Village and civil parish in the East Lindsey district of Lincolnshire, England

Gayton le Wold is a village and civil parish in the East Lindsey district of Lincolnshire, England. It lies 6 mi west from Louth, 3 mi north from Donington on Bain, and to the south of the A157. The parish includes Biscathorpe 1 mi to the south-west.
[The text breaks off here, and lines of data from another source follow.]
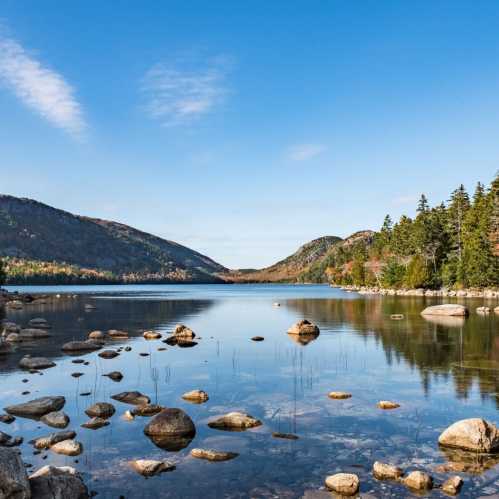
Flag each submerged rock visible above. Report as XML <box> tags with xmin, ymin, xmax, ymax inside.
<box><xmin>438</xmin><ymin>418</ymin><xmax>499</xmax><ymax>453</ymax></box>
<box><xmin>0</xmin><ymin>447</ymin><xmax>31</xmax><ymax>499</ymax></box>
<box><xmin>29</xmin><ymin>466</ymin><xmax>90</xmax><ymax>499</ymax></box>
<box><xmin>421</xmin><ymin>303</ymin><xmax>468</xmax><ymax>317</ymax></box>
<box><xmin>130</xmin><ymin>459</ymin><xmax>175</xmax><ymax>476</ymax></box>
<box><xmin>208</xmin><ymin>412</ymin><xmax>262</xmax><ymax>430</ymax></box>
<box><xmin>4</xmin><ymin>397</ymin><xmax>66</xmax><ymax>418</ymax></box>
<box><xmin>191</xmin><ymin>449</ymin><xmax>239</xmax><ymax>461</ymax></box>
<box><xmin>326</xmin><ymin>473</ymin><xmax>359</xmax><ymax>496</ymax></box>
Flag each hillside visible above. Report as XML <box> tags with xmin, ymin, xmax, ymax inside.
<box><xmin>0</xmin><ymin>195</ymin><xmax>227</xmax><ymax>282</ymax></box>
<box><xmin>224</xmin><ymin>236</ymin><xmax>341</xmax><ymax>282</ymax></box>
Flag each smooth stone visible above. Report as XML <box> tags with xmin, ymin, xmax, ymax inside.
<box><xmin>438</xmin><ymin>418</ymin><xmax>499</xmax><ymax>453</ymax></box>
<box><xmin>208</xmin><ymin>412</ymin><xmax>262</xmax><ymax>430</ymax></box>
<box><xmin>421</xmin><ymin>303</ymin><xmax>468</xmax><ymax>317</ymax></box>
<box><xmin>373</xmin><ymin>461</ymin><xmax>404</xmax><ymax>480</ymax></box>
<box><xmin>85</xmin><ymin>402</ymin><xmax>116</xmax><ymax>419</ymax></box>
<box><xmin>130</xmin><ymin>459</ymin><xmax>175</xmax><ymax>476</ymax></box>
<box><xmin>40</xmin><ymin>411</ymin><xmax>69</xmax><ymax>428</ymax></box>
<box><xmin>111</xmin><ymin>391</ymin><xmax>151</xmax><ymax>405</ymax></box>
<box><xmin>29</xmin><ymin>466</ymin><xmax>90</xmax><ymax>499</ymax></box>
<box><xmin>288</xmin><ymin>319</ymin><xmax>320</xmax><ymax>335</ymax></box>
<box><xmin>0</xmin><ymin>447</ymin><xmax>31</xmax><ymax>499</ymax></box>
<box><xmin>50</xmin><ymin>440</ymin><xmax>83</xmax><ymax>456</ymax></box>
<box><xmin>403</xmin><ymin>471</ymin><xmax>433</xmax><ymax>490</ymax></box>
<box><xmin>182</xmin><ymin>390</ymin><xmax>209</xmax><ymax>404</ymax></box>
<box><xmin>191</xmin><ymin>449</ymin><xmax>239</xmax><ymax>461</ymax></box>
<box><xmin>325</xmin><ymin>473</ymin><xmax>359</xmax><ymax>496</ymax></box>
<box><xmin>4</xmin><ymin>397</ymin><xmax>66</xmax><ymax>418</ymax></box>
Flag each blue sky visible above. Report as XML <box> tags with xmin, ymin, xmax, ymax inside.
<box><xmin>0</xmin><ymin>0</ymin><xmax>499</xmax><ymax>268</ymax></box>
According to A Dictionary of British Place Names, Gayton derives from "a farmstead where goats are kept" being the Old Scandinavian 'geit' with 'tūn', the 'le' standing in for 'on the' wold(s). In the Domesday Book of 1086, Gayton le Wold is written as "Gedtune" or "Gettune". The manor was in the Louthesk Hundred of the South Riding of Lindsey. There were 22 households, four smallholders, 18 freemen, four ploughlands, one church, and a meadow of 50 acre. Before the Conquest lordship was held by Queen Edith, and after, King William who was also his own Tenant-in-chief.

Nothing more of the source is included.